Uitspraak van de rechtbank
2. Bij de aangevallen uitspraak heeft de rechtbank het beroep tegen het bestreden besluit ongegrond verklaard.
Standpunt van appellante
3. Appellante is het met de aangevallen uitspraak niet eens. Appellante voert aan dat geen sprake is van tekortschietend besef van verantwoordelijkheid, omdat zij de transitievergoeding heeft aangewend om lopende schulden af te lossen.

Het oordeel van de Raad

4. De Raad beoordeelt of de rechtbank terecht het bestreden besluit in stand heeft gelaten.

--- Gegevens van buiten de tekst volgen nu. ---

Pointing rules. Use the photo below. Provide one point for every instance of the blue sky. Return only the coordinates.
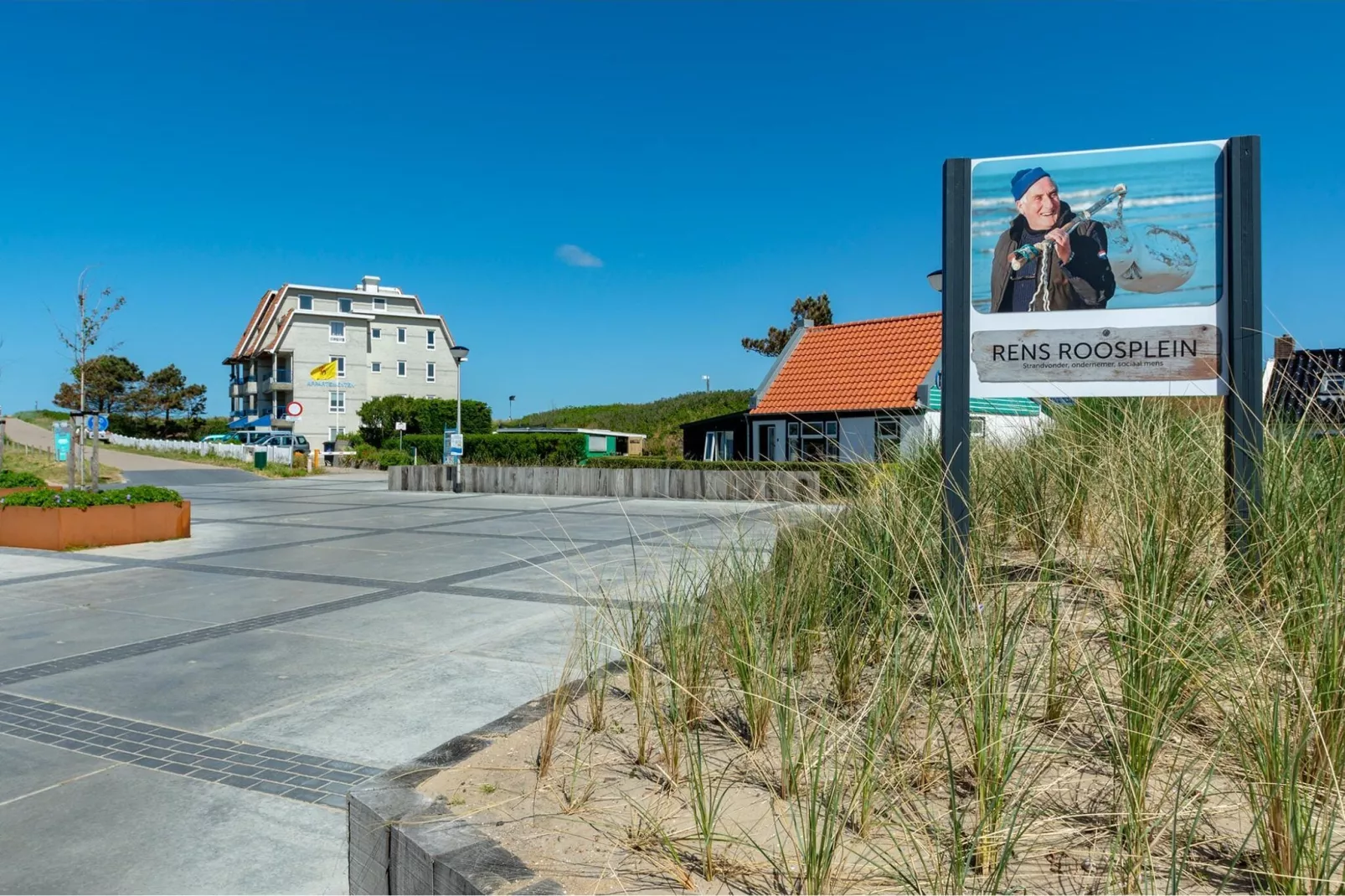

Hij doet dat aan de hand van de argumenten die appellante in hoger beroep heeft aangevoerd, de beroepsgronden. De Raad komt tot het oordeel dat het hoger beroep niet slaagt. Hierna legt de Raad uit hoe hij tot dit oordeel komt en welke gevolgen dit oordeel heeft.
4.1.
Zoals de Raad ook in de regiebrief heeft vastgesteld, richt de in hoger beroep aangevoerde grond zich alleen tegen besluit 1.
4.2.
In artikel 48, eerste lid, van de PW is het uitgangspunt neergelegd dat de bijstand wordt verleend om niet. Het tweede lid bevat een opsomming van gevallen waarin de bijstand in de vorm van een geldlening kan worden verleend. Ingevolge artikel 48, tweede lid, aanhef en onder b, van de PW kan bijstand worden verleend in de vorm van een geldlening indien de noodzaak tot bijstandsverlening het gevolg is van een tekortschietend besef van verantwoordelijkheid.
4.3.
Appellante heeft net als in beroep aangevoerd dat van tekortschietend besef van verantwoordelijkheid geen sprake is, omdat zij de transitievergoeding heeft gebruikt om schulden af te lossen. De rechtbank heeft overwogen dat appellante op geen enkele wijze heeft onderbouwd dat zij met de transitievergoeding schulden heeft afbetaald. Ook in hoger beroep heeft appellante die grond niet onderbouwd, ook niet nadat de Raad haar daartoe in de gelegenheid heeft gesteld. Dit betekent dat de grond niet slaagt omdat de grond geen steun vindt in de feiten.
4.4.
Tegen de vorm van de bijzondere bijstand voor stofferings- en inrichtingskosten heeft appellante geen gronden aangevoerd.

Conclusie en gevolgen

5. Het hoger beroep slaagt dus niet. De aangevallen uitspraak zal worden bevestigd. Dit betekent dat het college de bijzondere bijstand mocht toekennen in de vorm van een geldlening.
BESLISSING
De Centrale Raad van Beroep bevestigt de aangevallen uitspraak.
Deze uitspraak is gedaan door P.W. van Straalen, in tegenwoordigheid van M.V. Kamphuis als griffier. De beslissing is uitgesproken in het openbaar op 10 oktober 2023.